The candidate must be Graduate in any field of study with a passion to pursue this course. The course is provided on a full scholarship from the university to all selected candidates in the course. The university strives to bring more people and funds to fuel the difference this course can make.

What is the Centre for the Specially-Able?

The Centre for the Specially-Able is an initiative by Rishihood University that aims to provide an opportunity for the bright and promising youth from diverse professional and academic backgrounds to get exposed to disability sector and cultivate in hem the knowledge and skills to help eliminate inequity for persons with disability.

This Centre aims at empowering persons with disabilities. Specialisation on the subject has many career opportunities, which remain untapped. Hence, for the social and development sector, civil society organization, international non-government organizations, government organizations and national non-government organizations there will be mass availability of skilled and knowledgeable people with disabilities. Also, the Government of India mandates ‘leave no one behind’ as per their obligations by signing and ratifying the United Nations Convention on the Rights of Persons with Disabilities. Hence, this Centre and course on Disability Management is the first step to support the marginalized persons with disabilities and support the government to achieve its mission of ‘skill India’.

How an initiative like this will help specially-able people in India?

The full-time fellow program is aimed to develop well-rounded individuals instilled with passion and commitment to ensure mainstreaming and empowerment of Persons with Disability under the guidance of policymakers, thought leaders and grassroots level implementers.

By innovating for people with disabilities, we are innovating for us all. By ensuring that this center fulfils its promise to address the broadest societal needs, we can empower everyone – not just individuals with disabilities – to achieve more. And this is just the beginning. We cannot wait to see how people with disabilities are empowered to be self advocators to uphold their rights and entitlements; skilled to live a quality life and ultimately become a productive citizen of the society.

What are the future plans for such courses?

In the future, we see this as a method to provide self-sustenance to people with disabilities and nurture a community of professionally trained graduates who can work for the evolving challenges of the people with disabilities. Such trained graduates can also take up global careers in healthcare, hospitality, sports, and the non-profit sector.

The opportunities are endless and so is the community of people with disabilities who are waiting to be included and mainstreamed.
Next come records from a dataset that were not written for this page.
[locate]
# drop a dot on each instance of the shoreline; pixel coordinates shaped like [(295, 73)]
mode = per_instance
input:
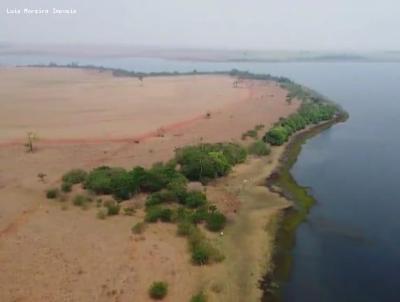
[(281, 182)]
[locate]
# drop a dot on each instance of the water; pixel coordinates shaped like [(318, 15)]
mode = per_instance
[(349, 247)]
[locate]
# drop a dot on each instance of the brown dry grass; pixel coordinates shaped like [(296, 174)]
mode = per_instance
[(87, 119)]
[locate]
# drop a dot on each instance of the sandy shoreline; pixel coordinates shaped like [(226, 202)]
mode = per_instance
[(56, 252)]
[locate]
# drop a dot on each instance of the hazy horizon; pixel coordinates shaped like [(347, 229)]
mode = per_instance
[(307, 25)]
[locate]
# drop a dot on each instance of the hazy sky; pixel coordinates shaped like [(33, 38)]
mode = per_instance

And, what is more dynamic than being educated and empowered, to be at the giving end and no more on receiving end, to be respected and welcomed on basis of competency than being recruited in quota (6% reservation of the Government of India). We as an educational institution are super excited and proud to be at the forefront of this endeavour and do the very best, we can in supporting the cause.
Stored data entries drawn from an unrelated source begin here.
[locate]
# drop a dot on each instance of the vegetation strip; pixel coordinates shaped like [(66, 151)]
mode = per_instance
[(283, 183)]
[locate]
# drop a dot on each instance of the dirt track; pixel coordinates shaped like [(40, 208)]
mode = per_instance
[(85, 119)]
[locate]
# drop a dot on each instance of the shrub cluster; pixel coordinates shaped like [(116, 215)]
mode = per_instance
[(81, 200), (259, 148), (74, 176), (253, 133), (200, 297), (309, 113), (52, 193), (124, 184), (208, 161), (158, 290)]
Our vision was to have a center like this that has given us the courage and impetus to stand up for the rights of people with disabilities with grit and wisdom; not with the charity and pity approach that many do. We don’t want to give them a ‘fish’, but impart skill to them so that they learn to catch the fish on their own. It is better to teach people how to do something themselves than to just do it for them. This expression is just part of the full proverb, ‘if you give a man a fish, he eats for a day; if you teach a man to fish, he eats for a lifetime’. Hence, the Centre focuses on the idea that long-term benefits are more useful.